Through the belt-tightening 1990s, government scientific research, whether in the resource industries, manufacturing, or basic research through the universities, was an easy target for government cost-cutting. The provinces, whose geological surveys did most of the country’s basic mapping work, found it hard to cut in places where cutting could make a big difference to provincial finances: health care, though frequently out of control, was a political sacred cow, and cutting funding to primary and secondary education was guaranteed to bring teachers, parents, and assorted busybodies down on any government that tried it. Fiscal responsibility, in that atmosphere, meant “saving” money for the twin money pits of provincial budgets, and chopping anywhere else, no matter its utility and no matter the return.
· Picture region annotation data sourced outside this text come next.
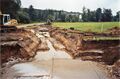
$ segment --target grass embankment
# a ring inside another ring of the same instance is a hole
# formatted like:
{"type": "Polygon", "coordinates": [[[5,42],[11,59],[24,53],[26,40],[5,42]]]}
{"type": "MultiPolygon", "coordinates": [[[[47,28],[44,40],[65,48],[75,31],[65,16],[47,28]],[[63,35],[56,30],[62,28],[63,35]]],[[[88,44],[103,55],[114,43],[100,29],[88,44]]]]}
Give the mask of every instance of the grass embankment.
{"type": "Polygon", "coordinates": [[[81,31],[104,32],[112,27],[120,27],[119,22],[55,22],[55,27],[70,28],[81,31]]]}

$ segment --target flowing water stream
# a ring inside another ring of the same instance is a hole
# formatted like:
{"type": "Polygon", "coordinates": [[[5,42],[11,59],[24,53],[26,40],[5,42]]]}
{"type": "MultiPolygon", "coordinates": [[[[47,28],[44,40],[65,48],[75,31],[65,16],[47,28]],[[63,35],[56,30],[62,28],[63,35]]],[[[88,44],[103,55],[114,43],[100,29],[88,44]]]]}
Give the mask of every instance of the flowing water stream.
{"type": "Polygon", "coordinates": [[[55,50],[49,37],[49,51],[38,51],[34,61],[12,66],[5,79],[110,79],[96,63],[72,59],[65,51],[55,50]]]}

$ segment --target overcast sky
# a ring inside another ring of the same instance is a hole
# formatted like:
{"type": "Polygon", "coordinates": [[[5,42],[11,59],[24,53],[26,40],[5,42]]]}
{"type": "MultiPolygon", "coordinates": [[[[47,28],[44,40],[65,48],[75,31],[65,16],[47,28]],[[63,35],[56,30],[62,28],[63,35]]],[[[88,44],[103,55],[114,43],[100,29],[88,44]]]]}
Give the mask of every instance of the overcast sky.
{"type": "Polygon", "coordinates": [[[56,9],[82,12],[83,6],[91,10],[96,8],[112,9],[113,14],[120,11],[120,0],[21,0],[22,7],[33,5],[37,9],[56,9]]]}

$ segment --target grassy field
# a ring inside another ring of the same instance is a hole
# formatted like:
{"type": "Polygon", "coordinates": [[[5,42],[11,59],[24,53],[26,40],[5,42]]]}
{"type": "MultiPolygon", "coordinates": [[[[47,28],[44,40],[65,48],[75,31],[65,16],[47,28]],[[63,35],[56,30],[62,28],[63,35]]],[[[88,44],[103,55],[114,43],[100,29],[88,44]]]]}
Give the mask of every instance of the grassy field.
{"type": "Polygon", "coordinates": [[[54,22],[53,26],[62,27],[62,28],[70,28],[74,27],[74,29],[81,31],[93,31],[93,32],[104,32],[109,28],[118,26],[120,27],[119,22],[54,22]]]}

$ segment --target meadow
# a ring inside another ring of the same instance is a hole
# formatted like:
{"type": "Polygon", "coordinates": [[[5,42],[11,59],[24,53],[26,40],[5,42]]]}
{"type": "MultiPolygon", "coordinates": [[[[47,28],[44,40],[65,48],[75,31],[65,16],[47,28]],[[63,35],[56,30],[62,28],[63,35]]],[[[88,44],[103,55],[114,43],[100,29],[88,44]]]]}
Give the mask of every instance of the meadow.
{"type": "Polygon", "coordinates": [[[54,22],[54,27],[74,28],[80,31],[104,32],[112,27],[120,27],[119,22],[54,22]]]}

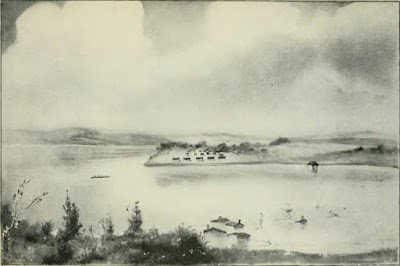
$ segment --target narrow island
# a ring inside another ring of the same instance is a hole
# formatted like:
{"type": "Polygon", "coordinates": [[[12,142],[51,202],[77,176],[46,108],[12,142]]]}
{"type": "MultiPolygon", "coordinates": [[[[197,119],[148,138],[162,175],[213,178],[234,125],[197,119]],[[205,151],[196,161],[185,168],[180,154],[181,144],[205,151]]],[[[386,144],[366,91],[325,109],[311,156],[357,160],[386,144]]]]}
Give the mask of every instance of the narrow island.
{"type": "Polygon", "coordinates": [[[396,140],[383,138],[287,138],[270,142],[241,142],[216,145],[201,141],[190,144],[163,142],[146,166],[220,164],[307,164],[370,165],[398,168],[396,140]]]}

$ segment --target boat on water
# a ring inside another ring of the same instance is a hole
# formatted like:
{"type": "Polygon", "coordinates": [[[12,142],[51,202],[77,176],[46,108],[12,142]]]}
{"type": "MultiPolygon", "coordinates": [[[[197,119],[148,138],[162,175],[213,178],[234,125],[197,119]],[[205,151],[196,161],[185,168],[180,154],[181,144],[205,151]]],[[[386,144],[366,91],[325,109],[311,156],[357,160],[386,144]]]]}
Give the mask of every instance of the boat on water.
{"type": "Polygon", "coordinates": [[[109,175],[94,175],[91,178],[110,178],[111,176],[109,175]]]}

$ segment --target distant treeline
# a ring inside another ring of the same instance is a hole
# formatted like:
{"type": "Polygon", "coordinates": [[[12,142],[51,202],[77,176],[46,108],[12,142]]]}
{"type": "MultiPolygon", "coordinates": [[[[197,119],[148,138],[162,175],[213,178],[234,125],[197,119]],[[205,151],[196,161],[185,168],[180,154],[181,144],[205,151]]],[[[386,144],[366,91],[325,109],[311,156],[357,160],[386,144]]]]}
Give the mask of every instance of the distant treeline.
{"type": "Polygon", "coordinates": [[[252,152],[267,152],[267,146],[277,146],[285,143],[290,143],[289,138],[279,137],[278,139],[270,142],[268,145],[261,143],[250,143],[242,142],[240,144],[227,145],[226,143],[220,143],[218,145],[209,145],[205,141],[201,141],[197,144],[189,144],[186,142],[179,141],[168,141],[161,143],[158,147],[158,151],[171,150],[174,148],[178,149],[209,149],[213,152],[233,152],[233,153],[252,153],[252,152]]]}

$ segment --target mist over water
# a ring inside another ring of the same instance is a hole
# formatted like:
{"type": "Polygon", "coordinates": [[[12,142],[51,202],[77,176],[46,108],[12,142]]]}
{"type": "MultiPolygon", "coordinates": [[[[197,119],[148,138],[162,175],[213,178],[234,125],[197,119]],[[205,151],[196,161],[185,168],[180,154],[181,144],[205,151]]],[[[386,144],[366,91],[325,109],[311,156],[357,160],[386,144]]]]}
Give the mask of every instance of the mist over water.
{"type": "Polygon", "coordinates": [[[241,219],[242,231],[251,234],[241,243],[235,237],[206,234],[212,246],[351,253],[398,245],[398,169],[323,166],[315,176],[303,165],[145,167],[153,151],[132,146],[6,145],[3,201],[11,199],[22,179],[34,177],[25,200],[43,191],[49,195],[26,218],[52,220],[55,228],[61,226],[68,189],[83,225],[92,225],[95,233],[101,233],[98,222],[108,212],[116,232],[122,233],[134,202],[140,201],[145,229],[168,231],[183,223],[198,231],[209,224],[233,232],[210,222],[226,216],[241,219]],[[105,153],[109,156],[93,157],[105,153]],[[91,179],[95,174],[111,178],[91,179]],[[304,215],[307,225],[288,220],[287,208],[293,209],[293,220],[304,215]],[[329,218],[329,211],[340,217],[329,218]]]}

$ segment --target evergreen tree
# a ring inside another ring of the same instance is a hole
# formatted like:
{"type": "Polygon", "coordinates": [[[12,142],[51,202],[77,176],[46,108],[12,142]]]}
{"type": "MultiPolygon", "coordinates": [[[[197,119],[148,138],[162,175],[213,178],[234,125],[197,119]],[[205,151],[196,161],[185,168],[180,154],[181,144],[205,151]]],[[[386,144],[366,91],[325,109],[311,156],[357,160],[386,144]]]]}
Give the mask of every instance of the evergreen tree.
{"type": "Polygon", "coordinates": [[[103,237],[108,239],[114,235],[114,224],[111,219],[111,215],[108,213],[106,218],[100,220],[101,227],[104,230],[103,237]]]}
{"type": "Polygon", "coordinates": [[[133,209],[132,216],[128,219],[129,222],[129,228],[128,228],[128,233],[129,234],[137,234],[142,232],[142,211],[139,208],[139,201],[135,202],[135,207],[133,209]]]}
{"type": "Polygon", "coordinates": [[[80,234],[79,231],[82,228],[82,224],[79,222],[79,209],[71,201],[68,190],[63,209],[65,215],[63,216],[64,228],[61,230],[61,238],[64,241],[69,241],[75,239],[80,234]]]}

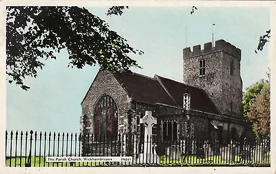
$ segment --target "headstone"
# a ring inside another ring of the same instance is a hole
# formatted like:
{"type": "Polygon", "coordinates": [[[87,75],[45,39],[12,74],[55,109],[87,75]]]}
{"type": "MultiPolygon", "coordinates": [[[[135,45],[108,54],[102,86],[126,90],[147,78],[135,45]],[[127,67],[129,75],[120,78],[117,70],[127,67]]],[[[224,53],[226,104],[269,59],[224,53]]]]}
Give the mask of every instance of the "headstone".
{"type": "Polygon", "coordinates": [[[171,145],[166,148],[166,154],[170,161],[176,162],[181,159],[181,149],[179,146],[171,145]]]}
{"type": "Polygon", "coordinates": [[[157,119],[152,117],[151,111],[147,110],[145,116],[140,119],[140,124],[144,124],[145,127],[144,151],[139,157],[140,163],[159,164],[159,157],[156,154],[152,141],[152,126],[157,124],[157,119]]]}

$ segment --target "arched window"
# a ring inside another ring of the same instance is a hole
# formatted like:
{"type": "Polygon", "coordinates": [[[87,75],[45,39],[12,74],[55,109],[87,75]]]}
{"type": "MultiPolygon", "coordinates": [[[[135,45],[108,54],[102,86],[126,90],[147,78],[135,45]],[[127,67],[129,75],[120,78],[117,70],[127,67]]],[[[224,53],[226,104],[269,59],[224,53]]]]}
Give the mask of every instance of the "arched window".
{"type": "Polygon", "coordinates": [[[114,99],[102,95],[94,111],[94,135],[95,139],[103,137],[116,139],[118,133],[118,110],[114,99]]]}

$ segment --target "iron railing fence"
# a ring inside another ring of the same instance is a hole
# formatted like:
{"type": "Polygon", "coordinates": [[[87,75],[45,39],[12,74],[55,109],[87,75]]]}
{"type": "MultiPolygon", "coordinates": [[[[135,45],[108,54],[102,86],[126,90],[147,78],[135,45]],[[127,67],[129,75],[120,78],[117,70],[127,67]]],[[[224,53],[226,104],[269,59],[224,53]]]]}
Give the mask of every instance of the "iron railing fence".
{"type": "Polygon", "coordinates": [[[6,132],[7,166],[95,166],[167,164],[270,164],[270,140],[217,141],[119,135],[95,139],[92,134],[6,132]],[[46,157],[132,157],[128,162],[48,162],[46,157]]]}

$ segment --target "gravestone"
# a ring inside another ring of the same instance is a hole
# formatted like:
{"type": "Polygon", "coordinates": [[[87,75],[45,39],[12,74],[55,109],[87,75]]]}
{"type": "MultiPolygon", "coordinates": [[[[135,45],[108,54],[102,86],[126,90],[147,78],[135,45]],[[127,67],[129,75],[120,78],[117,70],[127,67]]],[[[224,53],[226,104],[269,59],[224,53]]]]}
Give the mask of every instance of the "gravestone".
{"type": "Polygon", "coordinates": [[[166,148],[166,154],[168,156],[170,161],[176,162],[181,159],[180,146],[177,145],[171,145],[166,148]]]}
{"type": "Polygon", "coordinates": [[[140,163],[159,164],[159,157],[155,152],[155,144],[152,141],[152,126],[157,124],[157,119],[152,117],[151,111],[147,110],[145,116],[140,119],[140,124],[145,126],[144,151],[139,157],[140,163]]]}

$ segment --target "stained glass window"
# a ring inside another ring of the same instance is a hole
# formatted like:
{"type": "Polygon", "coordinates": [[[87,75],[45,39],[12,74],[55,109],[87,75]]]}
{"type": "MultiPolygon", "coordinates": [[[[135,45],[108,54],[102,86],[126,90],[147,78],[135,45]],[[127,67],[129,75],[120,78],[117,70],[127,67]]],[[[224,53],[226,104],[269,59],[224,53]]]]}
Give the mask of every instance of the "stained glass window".
{"type": "Polygon", "coordinates": [[[114,99],[109,95],[102,95],[97,103],[94,115],[95,139],[103,137],[116,139],[118,133],[118,110],[114,99]]]}
{"type": "Polygon", "coordinates": [[[199,75],[205,75],[205,60],[199,61],[199,75]]]}

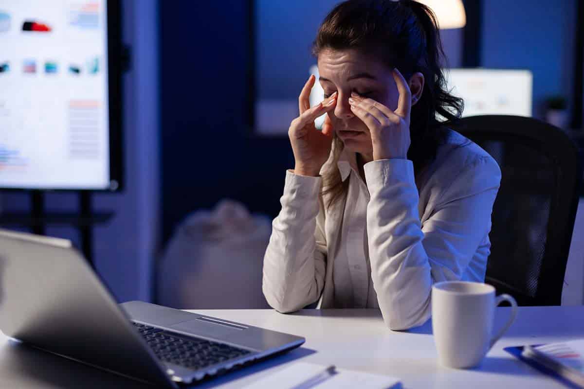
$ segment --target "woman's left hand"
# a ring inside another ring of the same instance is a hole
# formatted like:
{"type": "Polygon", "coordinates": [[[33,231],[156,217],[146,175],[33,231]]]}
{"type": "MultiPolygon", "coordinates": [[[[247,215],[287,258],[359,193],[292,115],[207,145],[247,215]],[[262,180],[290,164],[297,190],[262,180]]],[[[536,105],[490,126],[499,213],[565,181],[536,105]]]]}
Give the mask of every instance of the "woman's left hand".
{"type": "Polygon", "coordinates": [[[392,111],[371,99],[352,93],[349,99],[351,110],[367,125],[373,146],[373,160],[406,159],[411,143],[409,119],[412,92],[404,76],[397,69],[394,79],[399,92],[398,107],[392,111]]]}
At a time like that, when provinces were busy playing with their Alternative Service Delivery models and seeking ways to squeeze Peter to fund Paul, Ward needled ministers and senior civil servants to put money into geological mapping. To the cost-cutters she always made the same argument: that a little money put into mapping always paid itself back in economic activity, in the form of exploration, development, and finally mining. Ward didn’t always win; but no mines minister ever forgot that he had a geological survey to fund and manage, or that it was a demonstrably good use of public money.

While the industry may never win the survey-funding argument for good and ever, it can make a useful and material contribution to promoting the mapping that our industry needs — and our economy, environment, and society need too.

An endowment for the Mary-Claire Ward Geoscience Award is being raised, with income to go to an annual award to a graduate student whose research includes a significant amount of geological mapping. Basic geology has not been a trendy field of study in the science in recent years, and new geologists that are good at it should not go unrewarded. In our science, the highest-technology equipment is installed between our ears.

Well-placed awards can help keep it there.